Levallois permaneció un momento en silencio, frustrado.

—De acuerdo. ¿Y tú qué vas a hacer en Fontainebleau mientras yo me curro la ronda de los médicos? ¿Te vas a tomar una cerveza?

—Que mal pensado eres. Yo voy a sumergirme en el pasado y me acercaré al nido de nuestro pájaro. Regresaré a la infancia de nuestro asesino, con la esperanza de que viva y haya vivido siempre en Fontainebleau. Para no esconderte nada, me daré, como Éva Louts, una vuelta por los parvularios en busca de esos pocos zurdos.

30

Lucie tenía el corazón en un puño cuando estacionó en el aparcamiento frente al hospital de la Colombe, en el CHR de Reims.

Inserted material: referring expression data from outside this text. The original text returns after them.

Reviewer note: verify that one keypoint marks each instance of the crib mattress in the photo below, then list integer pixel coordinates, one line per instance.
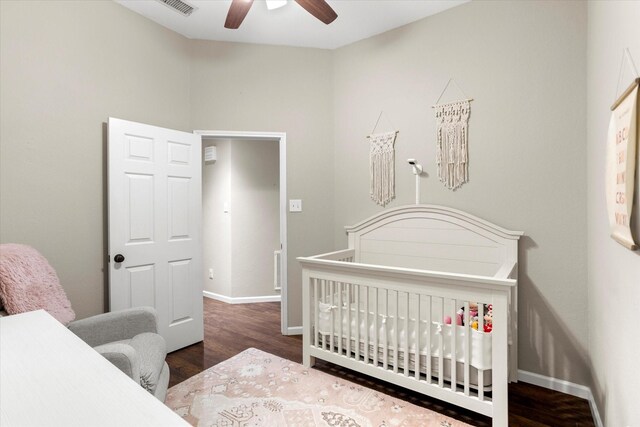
(389, 328)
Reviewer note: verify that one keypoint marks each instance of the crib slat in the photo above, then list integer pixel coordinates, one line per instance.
(348, 306)
(396, 326)
(481, 328)
(385, 330)
(340, 316)
(323, 298)
(467, 346)
(454, 340)
(416, 360)
(376, 333)
(357, 304)
(332, 316)
(316, 314)
(428, 343)
(366, 325)
(441, 348)
(407, 335)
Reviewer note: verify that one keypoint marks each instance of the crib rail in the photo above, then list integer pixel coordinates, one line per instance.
(390, 323)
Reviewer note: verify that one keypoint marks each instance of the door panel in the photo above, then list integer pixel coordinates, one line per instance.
(155, 182)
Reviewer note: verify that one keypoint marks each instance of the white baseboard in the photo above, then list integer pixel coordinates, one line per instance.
(563, 386)
(241, 300)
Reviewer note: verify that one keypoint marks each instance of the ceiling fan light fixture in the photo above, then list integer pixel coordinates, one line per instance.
(275, 4)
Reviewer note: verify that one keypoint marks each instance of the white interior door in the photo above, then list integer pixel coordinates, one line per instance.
(155, 226)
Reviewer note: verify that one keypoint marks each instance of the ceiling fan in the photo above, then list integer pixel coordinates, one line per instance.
(318, 8)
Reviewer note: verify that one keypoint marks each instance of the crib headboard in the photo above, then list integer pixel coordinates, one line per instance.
(432, 237)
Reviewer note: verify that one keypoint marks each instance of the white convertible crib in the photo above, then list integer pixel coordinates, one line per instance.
(426, 298)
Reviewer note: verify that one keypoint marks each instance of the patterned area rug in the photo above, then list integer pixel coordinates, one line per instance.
(255, 388)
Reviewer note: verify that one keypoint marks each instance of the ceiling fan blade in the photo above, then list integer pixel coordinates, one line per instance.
(237, 12)
(320, 9)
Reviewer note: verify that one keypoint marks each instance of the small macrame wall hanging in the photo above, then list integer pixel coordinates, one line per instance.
(452, 140)
(382, 179)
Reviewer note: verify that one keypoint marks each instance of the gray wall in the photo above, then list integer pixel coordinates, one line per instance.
(524, 64)
(239, 244)
(65, 68)
(255, 216)
(245, 87)
(216, 224)
(613, 271)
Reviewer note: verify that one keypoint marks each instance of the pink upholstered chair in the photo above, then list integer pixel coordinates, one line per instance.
(127, 338)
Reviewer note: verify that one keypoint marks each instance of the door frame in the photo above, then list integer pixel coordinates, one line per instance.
(281, 137)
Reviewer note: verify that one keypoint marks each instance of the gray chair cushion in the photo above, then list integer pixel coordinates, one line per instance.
(151, 350)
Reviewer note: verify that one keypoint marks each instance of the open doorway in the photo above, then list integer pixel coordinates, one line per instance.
(244, 218)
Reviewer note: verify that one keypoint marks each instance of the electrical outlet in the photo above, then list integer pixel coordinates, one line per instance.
(295, 205)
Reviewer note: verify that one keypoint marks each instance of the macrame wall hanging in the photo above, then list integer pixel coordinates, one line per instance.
(452, 140)
(382, 179)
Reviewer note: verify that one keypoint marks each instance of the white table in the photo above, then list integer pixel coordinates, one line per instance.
(50, 377)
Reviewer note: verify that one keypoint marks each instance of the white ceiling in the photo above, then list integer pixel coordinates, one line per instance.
(291, 25)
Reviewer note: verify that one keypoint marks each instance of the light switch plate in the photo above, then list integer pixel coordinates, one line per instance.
(295, 205)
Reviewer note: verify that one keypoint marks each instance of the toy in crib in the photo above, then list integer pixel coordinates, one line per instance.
(473, 316)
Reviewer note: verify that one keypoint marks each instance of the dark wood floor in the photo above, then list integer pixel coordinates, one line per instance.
(230, 329)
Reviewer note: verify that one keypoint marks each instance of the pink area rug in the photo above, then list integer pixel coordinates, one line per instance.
(255, 388)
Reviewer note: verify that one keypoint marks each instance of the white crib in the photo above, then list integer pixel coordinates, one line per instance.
(380, 306)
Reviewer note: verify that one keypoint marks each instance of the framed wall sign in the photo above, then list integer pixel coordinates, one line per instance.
(622, 143)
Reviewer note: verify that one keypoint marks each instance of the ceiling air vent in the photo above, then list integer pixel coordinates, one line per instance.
(179, 6)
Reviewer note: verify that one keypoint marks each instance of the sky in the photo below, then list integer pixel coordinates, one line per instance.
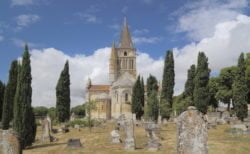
(82, 31)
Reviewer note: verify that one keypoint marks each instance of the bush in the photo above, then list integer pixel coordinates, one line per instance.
(79, 110)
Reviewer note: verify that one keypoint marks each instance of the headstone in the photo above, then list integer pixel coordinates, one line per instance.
(46, 137)
(9, 143)
(115, 136)
(50, 123)
(153, 143)
(72, 117)
(128, 126)
(74, 143)
(191, 133)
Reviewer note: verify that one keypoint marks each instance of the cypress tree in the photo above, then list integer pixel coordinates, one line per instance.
(201, 89)
(137, 104)
(9, 95)
(152, 107)
(151, 84)
(63, 95)
(189, 85)
(2, 87)
(240, 90)
(167, 85)
(23, 122)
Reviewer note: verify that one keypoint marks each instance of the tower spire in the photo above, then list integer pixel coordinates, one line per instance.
(125, 40)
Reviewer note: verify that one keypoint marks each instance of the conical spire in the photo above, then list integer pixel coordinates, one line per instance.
(125, 41)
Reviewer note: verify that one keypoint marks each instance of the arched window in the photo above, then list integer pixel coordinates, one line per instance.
(126, 97)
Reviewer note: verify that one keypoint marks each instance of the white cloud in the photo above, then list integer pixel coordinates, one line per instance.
(198, 19)
(21, 2)
(1, 38)
(151, 40)
(25, 20)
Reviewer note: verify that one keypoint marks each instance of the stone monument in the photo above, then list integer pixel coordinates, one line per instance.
(191, 133)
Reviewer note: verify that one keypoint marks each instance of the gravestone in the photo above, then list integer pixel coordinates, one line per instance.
(46, 137)
(74, 143)
(72, 117)
(191, 133)
(9, 142)
(128, 126)
(153, 143)
(115, 136)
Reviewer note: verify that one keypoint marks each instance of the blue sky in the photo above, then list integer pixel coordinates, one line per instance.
(80, 27)
(82, 31)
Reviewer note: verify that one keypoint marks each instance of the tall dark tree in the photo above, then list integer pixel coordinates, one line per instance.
(24, 121)
(201, 95)
(167, 85)
(2, 87)
(225, 85)
(63, 95)
(213, 89)
(240, 90)
(9, 95)
(152, 84)
(152, 107)
(189, 85)
(137, 104)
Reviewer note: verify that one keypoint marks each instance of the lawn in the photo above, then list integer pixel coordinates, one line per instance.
(97, 141)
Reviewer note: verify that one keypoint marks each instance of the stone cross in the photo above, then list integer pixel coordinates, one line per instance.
(128, 126)
(191, 133)
(9, 143)
(150, 128)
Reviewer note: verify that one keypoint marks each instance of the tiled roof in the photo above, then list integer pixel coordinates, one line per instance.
(99, 88)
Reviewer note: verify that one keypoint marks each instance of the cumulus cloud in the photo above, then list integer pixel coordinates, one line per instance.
(21, 2)
(142, 39)
(25, 20)
(198, 19)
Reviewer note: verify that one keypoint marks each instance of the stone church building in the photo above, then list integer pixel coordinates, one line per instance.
(115, 99)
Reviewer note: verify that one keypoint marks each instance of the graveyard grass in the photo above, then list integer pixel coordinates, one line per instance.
(98, 141)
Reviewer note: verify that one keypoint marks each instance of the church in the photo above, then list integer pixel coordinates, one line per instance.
(115, 99)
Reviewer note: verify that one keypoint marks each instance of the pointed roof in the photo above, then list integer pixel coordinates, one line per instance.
(125, 40)
(113, 52)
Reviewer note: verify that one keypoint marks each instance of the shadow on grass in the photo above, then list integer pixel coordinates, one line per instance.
(44, 145)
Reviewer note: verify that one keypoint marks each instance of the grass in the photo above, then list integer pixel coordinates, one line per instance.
(98, 142)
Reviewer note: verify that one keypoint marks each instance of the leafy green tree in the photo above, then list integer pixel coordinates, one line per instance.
(24, 121)
(213, 89)
(79, 110)
(225, 85)
(189, 85)
(137, 104)
(201, 95)
(167, 85)
(63, 95)
(9, 95)
(2, 89)
(240, 90)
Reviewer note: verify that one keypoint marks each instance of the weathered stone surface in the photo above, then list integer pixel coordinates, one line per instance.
(9, 143)
(128, 126)
(153, 141)
(115, 136)
(74, 143)
(191, 133)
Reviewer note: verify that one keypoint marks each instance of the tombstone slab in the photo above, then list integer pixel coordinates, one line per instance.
(9, 143)
(74, 143)
(191, 133)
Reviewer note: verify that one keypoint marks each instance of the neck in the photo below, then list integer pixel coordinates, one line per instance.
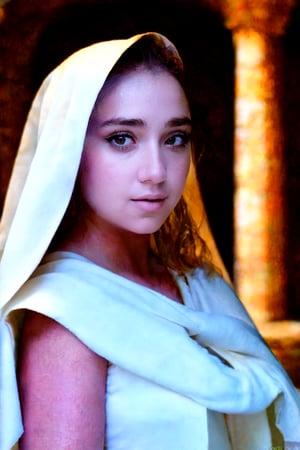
(124, 253)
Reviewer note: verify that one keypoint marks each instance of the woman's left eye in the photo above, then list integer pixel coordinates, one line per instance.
(178, 140)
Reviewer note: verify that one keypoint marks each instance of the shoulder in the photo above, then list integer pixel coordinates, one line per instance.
(57, 375)
(211, 293)
(52, 341)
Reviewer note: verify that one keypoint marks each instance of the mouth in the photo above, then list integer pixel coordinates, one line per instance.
(151, 203)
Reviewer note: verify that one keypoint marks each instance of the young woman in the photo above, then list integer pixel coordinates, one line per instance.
(126, 336)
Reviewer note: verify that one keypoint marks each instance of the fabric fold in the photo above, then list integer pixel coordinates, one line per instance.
(100, 307)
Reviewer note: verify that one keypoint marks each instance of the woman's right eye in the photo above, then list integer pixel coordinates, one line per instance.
(120, 140)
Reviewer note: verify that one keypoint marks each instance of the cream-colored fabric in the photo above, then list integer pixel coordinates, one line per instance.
(161, 341)
(39, 192)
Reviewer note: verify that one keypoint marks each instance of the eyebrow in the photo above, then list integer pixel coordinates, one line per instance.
(175, 122)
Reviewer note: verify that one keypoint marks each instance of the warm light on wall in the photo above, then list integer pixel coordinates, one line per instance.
(259, 244)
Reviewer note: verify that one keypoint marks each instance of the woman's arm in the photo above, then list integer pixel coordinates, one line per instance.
(62, 388)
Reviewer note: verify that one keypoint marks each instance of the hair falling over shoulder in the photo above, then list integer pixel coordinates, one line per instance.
(179, 244)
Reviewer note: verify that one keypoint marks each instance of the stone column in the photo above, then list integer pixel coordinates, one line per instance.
(259, 272)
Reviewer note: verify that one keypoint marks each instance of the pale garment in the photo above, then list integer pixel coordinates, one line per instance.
(166, 387)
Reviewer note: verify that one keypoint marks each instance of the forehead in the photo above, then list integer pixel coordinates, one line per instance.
(143, 87)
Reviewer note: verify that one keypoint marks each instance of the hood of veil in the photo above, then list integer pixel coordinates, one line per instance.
(48, 158)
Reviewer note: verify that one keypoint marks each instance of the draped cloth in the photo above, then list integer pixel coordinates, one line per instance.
(215, 334)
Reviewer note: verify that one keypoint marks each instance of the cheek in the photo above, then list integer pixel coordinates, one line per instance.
(180, 172)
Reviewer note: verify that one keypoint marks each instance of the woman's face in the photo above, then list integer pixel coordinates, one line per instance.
(137, 152)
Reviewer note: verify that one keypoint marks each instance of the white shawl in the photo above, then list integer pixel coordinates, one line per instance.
(38, 195)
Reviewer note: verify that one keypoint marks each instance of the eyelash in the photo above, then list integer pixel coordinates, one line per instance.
(184, 137)
(113, 140)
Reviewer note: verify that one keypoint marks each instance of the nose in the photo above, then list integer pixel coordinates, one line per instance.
(153, 167)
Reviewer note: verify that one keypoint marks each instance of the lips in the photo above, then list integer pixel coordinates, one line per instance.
(150, 198)
(150, 203)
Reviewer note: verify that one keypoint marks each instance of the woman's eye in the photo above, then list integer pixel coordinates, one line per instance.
(121, 140)
(178, 140)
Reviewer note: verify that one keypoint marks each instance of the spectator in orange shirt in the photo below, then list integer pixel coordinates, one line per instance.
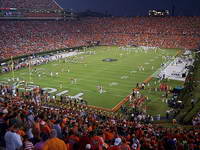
(54, 143)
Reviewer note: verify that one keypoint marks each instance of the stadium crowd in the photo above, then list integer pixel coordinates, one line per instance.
(32, 125)
(28, 37)
(196, 120)
(33, 4)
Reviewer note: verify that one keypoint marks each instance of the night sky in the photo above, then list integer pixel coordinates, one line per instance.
(132, 7)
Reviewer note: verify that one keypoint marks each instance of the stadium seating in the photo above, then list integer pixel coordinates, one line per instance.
(80, 129)
(39, 36)
(27, 4)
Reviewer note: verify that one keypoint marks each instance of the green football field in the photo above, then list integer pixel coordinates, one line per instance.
(117, 77)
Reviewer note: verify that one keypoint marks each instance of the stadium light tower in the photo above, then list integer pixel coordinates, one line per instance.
(173, 7)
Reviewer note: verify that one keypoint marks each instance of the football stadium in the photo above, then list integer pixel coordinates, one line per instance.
(75, 82)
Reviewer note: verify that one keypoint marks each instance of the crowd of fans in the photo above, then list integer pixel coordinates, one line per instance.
(31, 124)
(196, 120)
(27, 37)
(27, 4)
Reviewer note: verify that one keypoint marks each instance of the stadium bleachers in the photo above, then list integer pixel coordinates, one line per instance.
(27, 4)
(79, 129)
(39, 36)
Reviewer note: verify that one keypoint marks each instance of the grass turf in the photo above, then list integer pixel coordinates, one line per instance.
(117, 77)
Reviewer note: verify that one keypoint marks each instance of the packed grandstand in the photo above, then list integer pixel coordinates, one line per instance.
(27, 125)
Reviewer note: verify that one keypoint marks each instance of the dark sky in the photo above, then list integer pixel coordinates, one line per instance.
(132, 7)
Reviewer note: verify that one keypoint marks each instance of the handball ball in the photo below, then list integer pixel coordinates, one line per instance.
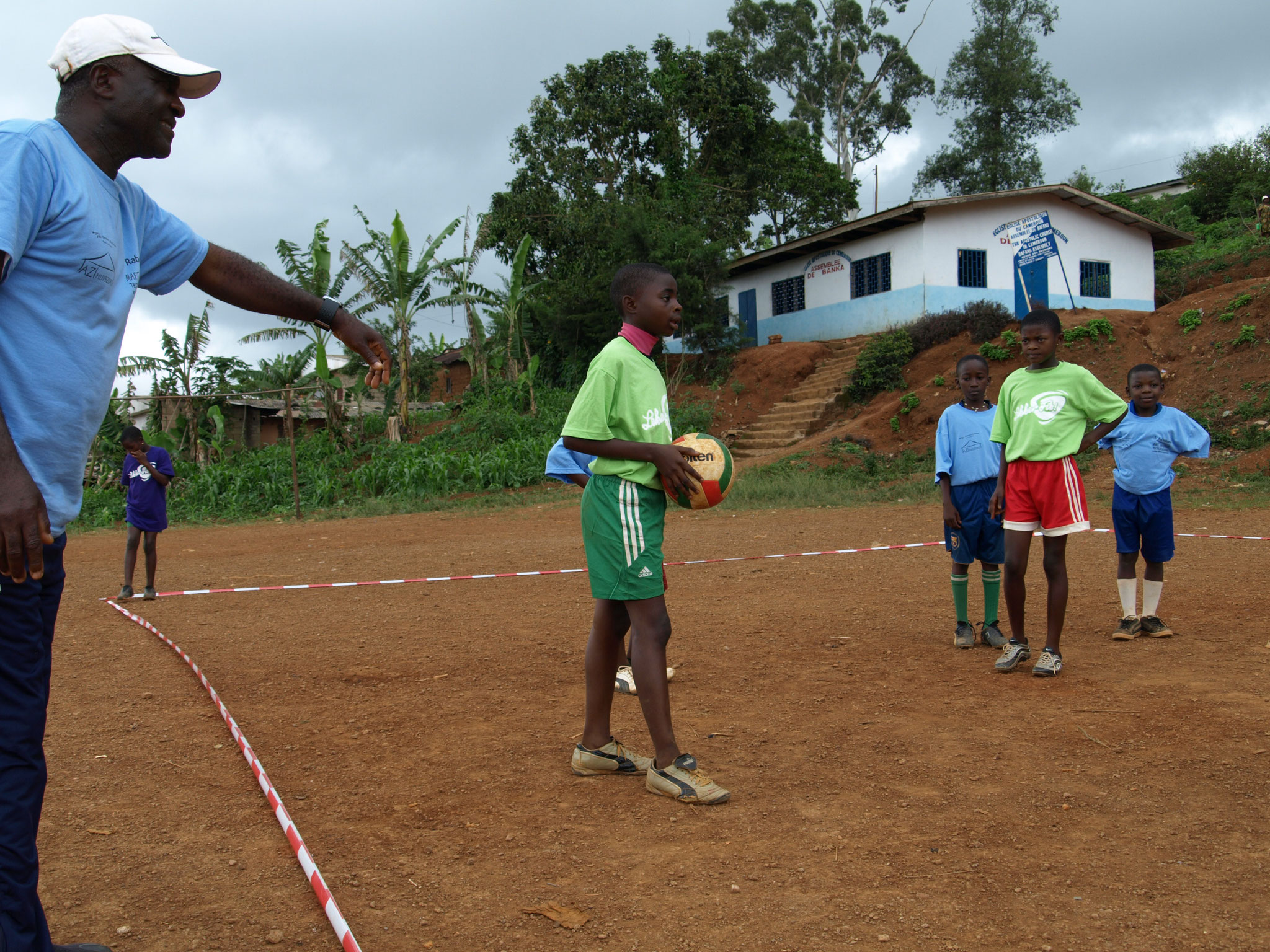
(714, 462)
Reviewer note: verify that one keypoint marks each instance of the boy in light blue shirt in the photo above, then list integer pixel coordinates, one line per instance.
(1146, 443)
(967, 464)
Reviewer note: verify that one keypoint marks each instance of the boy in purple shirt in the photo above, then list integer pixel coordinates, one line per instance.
(145, 478)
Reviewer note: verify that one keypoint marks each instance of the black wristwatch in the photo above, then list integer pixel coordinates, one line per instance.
(327, 312)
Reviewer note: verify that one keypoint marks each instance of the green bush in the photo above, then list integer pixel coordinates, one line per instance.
(881, 366)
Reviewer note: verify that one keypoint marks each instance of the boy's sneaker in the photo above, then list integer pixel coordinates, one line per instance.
(611, 758)
(625, 681)
(683, 781)
(1013, 655)
(1128, 628)
(1048, 666)
(991, 635)
(1156, 628)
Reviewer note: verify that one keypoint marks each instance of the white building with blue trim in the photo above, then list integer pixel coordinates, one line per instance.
(887, 270)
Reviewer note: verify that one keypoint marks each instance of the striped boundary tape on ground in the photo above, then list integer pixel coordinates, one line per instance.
(575, 571)
(306, 862)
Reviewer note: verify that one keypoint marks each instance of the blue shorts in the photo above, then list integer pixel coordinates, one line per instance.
(981, 539)
(1143, 522)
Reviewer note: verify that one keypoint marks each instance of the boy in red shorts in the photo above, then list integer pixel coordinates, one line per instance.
(1042, 413)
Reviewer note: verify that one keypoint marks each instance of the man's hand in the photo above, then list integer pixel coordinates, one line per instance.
(367, 342)
(672, 462)
(24, 528)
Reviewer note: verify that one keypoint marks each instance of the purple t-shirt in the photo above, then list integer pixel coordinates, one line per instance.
(148, 500)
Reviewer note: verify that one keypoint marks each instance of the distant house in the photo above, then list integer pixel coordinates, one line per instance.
(888, 270)
(1174, 187)
(454, 376)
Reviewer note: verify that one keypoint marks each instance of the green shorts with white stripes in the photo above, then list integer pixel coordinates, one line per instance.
(621, 527)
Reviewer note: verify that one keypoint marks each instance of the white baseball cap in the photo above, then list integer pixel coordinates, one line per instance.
(94, 38)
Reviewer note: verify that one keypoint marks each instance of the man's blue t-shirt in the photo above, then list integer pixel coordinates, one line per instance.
(963, 448)
(563, 462)
(148, 500)
(81, 244)
(1146, 447)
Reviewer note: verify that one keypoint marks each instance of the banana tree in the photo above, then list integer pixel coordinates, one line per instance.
(390, 281)
(179, 364)
(508, 316)
(310, 270)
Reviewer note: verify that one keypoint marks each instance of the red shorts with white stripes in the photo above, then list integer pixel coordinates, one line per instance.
(1047, 495)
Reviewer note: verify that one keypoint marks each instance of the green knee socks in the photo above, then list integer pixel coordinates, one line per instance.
(991, 596)
(961, 589)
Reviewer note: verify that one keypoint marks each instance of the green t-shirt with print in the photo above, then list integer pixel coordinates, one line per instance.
(623, 398)
(1042, 414)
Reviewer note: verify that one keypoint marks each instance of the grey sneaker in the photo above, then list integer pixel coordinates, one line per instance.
(1013, 655)
(991, 635)
(1048, 666)
(1128, 628)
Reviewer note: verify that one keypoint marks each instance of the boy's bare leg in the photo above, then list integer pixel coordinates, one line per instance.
(603, 654)
(151, 547)
(130, 555)
(1054, 549)
(651, 631)
(1018, 549)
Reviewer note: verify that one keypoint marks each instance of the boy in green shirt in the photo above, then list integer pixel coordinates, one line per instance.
(1041, 419)
(621, 415)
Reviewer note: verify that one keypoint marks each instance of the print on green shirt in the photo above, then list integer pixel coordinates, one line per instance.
(1042, 414)
(623, 398)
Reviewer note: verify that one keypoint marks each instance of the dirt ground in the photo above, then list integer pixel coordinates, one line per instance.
(889, 792)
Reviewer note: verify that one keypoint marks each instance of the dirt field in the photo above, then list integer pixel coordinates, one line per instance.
(888, 791)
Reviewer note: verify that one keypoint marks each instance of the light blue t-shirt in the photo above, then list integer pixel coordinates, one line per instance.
(81, 244)
(1146, 447)
(563, 462)
(963, 448)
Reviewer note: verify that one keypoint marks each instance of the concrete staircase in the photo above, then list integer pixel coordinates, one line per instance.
(789, 420)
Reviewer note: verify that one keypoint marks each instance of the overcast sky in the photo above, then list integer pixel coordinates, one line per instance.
(409, 106)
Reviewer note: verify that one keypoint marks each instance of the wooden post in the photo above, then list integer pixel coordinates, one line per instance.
(291, 438)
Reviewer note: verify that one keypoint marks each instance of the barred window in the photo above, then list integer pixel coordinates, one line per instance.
(1095, 280)
(870, 276)
(789, 295)
(972, 268)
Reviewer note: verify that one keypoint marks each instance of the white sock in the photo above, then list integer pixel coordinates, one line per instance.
(1128, 597)
(1151, 596)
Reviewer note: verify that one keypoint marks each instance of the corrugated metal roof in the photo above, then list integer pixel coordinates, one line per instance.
(1161, 235)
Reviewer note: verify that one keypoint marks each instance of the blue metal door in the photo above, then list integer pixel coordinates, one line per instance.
(747, 306)
(1036, 277)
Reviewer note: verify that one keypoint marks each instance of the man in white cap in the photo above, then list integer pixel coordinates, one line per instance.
(76, 240)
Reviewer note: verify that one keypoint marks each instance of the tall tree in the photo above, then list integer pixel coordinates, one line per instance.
(179, 366)
(1010, 98)
(390, 281)
(621, 162)
(851, 83)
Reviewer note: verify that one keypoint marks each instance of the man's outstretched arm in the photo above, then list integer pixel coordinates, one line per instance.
(239, 281)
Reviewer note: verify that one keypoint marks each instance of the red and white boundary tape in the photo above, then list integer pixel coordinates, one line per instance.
(575, 571)
(306, 862)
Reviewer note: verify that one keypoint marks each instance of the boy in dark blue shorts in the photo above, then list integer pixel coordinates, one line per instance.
(1146, 443)
(967, 464)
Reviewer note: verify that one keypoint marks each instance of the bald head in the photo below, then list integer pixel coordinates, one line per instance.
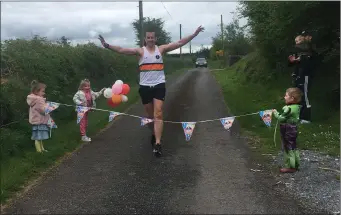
(150, 39)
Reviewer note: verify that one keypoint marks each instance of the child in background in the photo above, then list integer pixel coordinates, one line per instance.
(303, 60)
(37, 117)
(85, 97)
(288, 128)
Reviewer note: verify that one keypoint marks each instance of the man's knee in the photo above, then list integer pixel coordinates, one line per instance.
(158, 114)
(149, 109)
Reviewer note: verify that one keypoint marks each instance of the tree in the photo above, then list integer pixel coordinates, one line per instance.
(235, 40)
(155, 25)
(64, 41)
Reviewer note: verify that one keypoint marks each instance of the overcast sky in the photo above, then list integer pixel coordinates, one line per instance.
(83, 21)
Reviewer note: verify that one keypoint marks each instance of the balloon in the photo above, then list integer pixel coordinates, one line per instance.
(119, 82)
(124, 98)
(107, 93)
(116, 89)
(109, 102)
(125, 89)
(116, 99)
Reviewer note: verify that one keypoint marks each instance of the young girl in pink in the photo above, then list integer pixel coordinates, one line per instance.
(85, 97)
(37, 117)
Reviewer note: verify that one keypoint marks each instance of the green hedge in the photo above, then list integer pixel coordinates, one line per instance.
(60, 67)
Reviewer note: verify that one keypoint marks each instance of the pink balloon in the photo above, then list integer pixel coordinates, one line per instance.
(116, 89)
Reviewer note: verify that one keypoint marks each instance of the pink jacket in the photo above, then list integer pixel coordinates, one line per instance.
(37, 110)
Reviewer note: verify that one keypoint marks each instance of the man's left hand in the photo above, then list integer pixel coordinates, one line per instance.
(199, 29)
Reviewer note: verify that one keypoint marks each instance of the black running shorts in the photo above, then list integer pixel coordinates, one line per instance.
(148, 93)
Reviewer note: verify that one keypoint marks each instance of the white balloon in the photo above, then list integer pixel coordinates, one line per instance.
(124, 98)
(119, 82)
(107, 93)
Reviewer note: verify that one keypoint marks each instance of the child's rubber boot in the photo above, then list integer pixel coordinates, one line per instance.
(42, 146)
(38, 147)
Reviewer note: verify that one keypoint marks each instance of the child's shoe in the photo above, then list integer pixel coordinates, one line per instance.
(86, 139)
(287, 170)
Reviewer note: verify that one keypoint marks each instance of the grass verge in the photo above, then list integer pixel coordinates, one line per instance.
(18, 172)
(243, 96)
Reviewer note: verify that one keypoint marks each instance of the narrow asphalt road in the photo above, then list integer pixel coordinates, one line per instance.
(117, 172)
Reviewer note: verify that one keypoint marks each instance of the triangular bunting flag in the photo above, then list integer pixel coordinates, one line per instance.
(51, 106)
(51, 123)
(112, 115)
(266, 116)
(188, 129)
(145, 121)
(227, 122)
(81, 110)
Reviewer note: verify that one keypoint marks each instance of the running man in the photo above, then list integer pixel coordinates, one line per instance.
(152, 78)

Todas las maternidades se parecían. A pesar de la aparente austeridad de esos largos buques de hormigón perforados por ventanas idénticas, éstas respiraban vida, la gente entraba allí como marido y mujer y salía como papá y mamá, más responsables, más orgullosos y más felices. Un fruto de la naturaleza había nacido de la mezcla de sus cromosomas y la increíble alquimia del nacimiento los transformaba para siempre.

Lucie pensó en su propia experiencia. Hacía ya nueve años… La mayoría de los recuerdos de aquella época se habían desvanecido, pero no los relacionados con la llegada de las gemelas. Lucie recordaba el pánico de su madre, cuando ella rompió aguas en plena noche. La carrera hasta la policlínica de Grande-Synthe, en el Norte, en plena tormenta, y luego cuando el personal sanitario se hizo cargo de ella. Aún oía el bip de los monitores, en los minutos que precedieron al parto. Veía el rostro de su madre junto a ella, sus manos que se buscaban, en el dolor, mientras el personal se afanaba alrededor de su vientre hinchado. La comadrona, la enfermera, la auxiliar, el médico… Clara llegó la primera, y Lucie aún recordaba perfectamente su gritito agudo, provocado por el despliegue de sus pulmones. Recordaba haber llorado como nunca hasta que la comadrona le puso los dos bebés idénticos, pegajosos, con su piel olivácea, uno a cada lado del pecho. Enseguida, una enfermera se acercó con dos brazaletes identificadores. Preguntó entonces a Lucie cuál era Clara. Lucie señaló con el mentón hacia la criatura de la izquierda, la primera que había salido de su vientre.